Abstract
OBJECTIVE
To study maternal complications and pregnancy outcome in women with pulmonary hypertension, attending a tertiary centre in south India.
STUDY DESIGN
Retrospective observational study.
SETTING
Tertiary centre in south India.
POPULATION
Pregnant women with pulmonary hypertension.
METHOD
Data regarding demographics, clinical course, medication received, and echocardiographic diagnosis regarding pulmonary hypertension and antenatal care received were collected from the records. Details of labour and delivery, and postpartum follow up were retrieved.

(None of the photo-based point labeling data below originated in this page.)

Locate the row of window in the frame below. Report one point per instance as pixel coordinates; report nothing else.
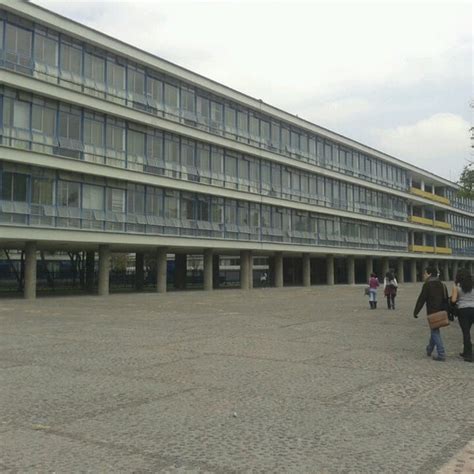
(41, 199)
(48, 127)
(50, 56)
(460, 223)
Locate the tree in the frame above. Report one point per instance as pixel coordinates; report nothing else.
(466, 181)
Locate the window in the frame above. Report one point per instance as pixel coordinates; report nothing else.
(71, 59)
(21, 115)
(115, 200)
(94, 69)
(42, 191)
(43, 120)
(171, 204)
(92, 197)
(46, 50)
(171, 97)
(115, 77)
(18, 44)
(68, 194)
(94, 132)
(14, 187)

We compared the outcome based on the presence or absence of cyanosis and right ventricular systolic pressure levels.
MAIN OUTCOME MEASURES
Maternal mortality, occurrence of complications such as heart failure, fetal growth restriction.
RESULTS
There were 81 pregnancies in 73 women with pulmonary hypertension. The majority of them had pulmonary hypertension secondary to congenital heart disease (80.8%); 17.8% had Eisenmenger syndrome. An advanced pulmonary artery hypertension (PAH) medication, sildenafil, was administered in 25 (31.3%) pregnancies. There were four maternal deaths, of which three had Eisenmenger syndrome. Heart failure complicated 6.3% and fetal growth restriction 26.3% of pregnancies. Morbidity was significantly increased in women with pulmonary hypertension associated with a cyanotic cardiac lesion or with right ventricular systolic pressure >70 mmHg.
CONCLUSION
Despite advances in care, mortality in pregnant women with pulmonary hypertension is a matter of concern, especially in those with Eisenmenger syndrome. Multidisciplinary team management in tertiary centres and the use of advanced PAH medications even in low- to middle-income countries with limited resources, could lead to a reduction in morbidity and mortality related to pulmonary hypertension.
TWEETABLE ABSTRACT
Multidisciplinary care and use of new medication may improve outcomes in pregnant women with pulmonary hypertension.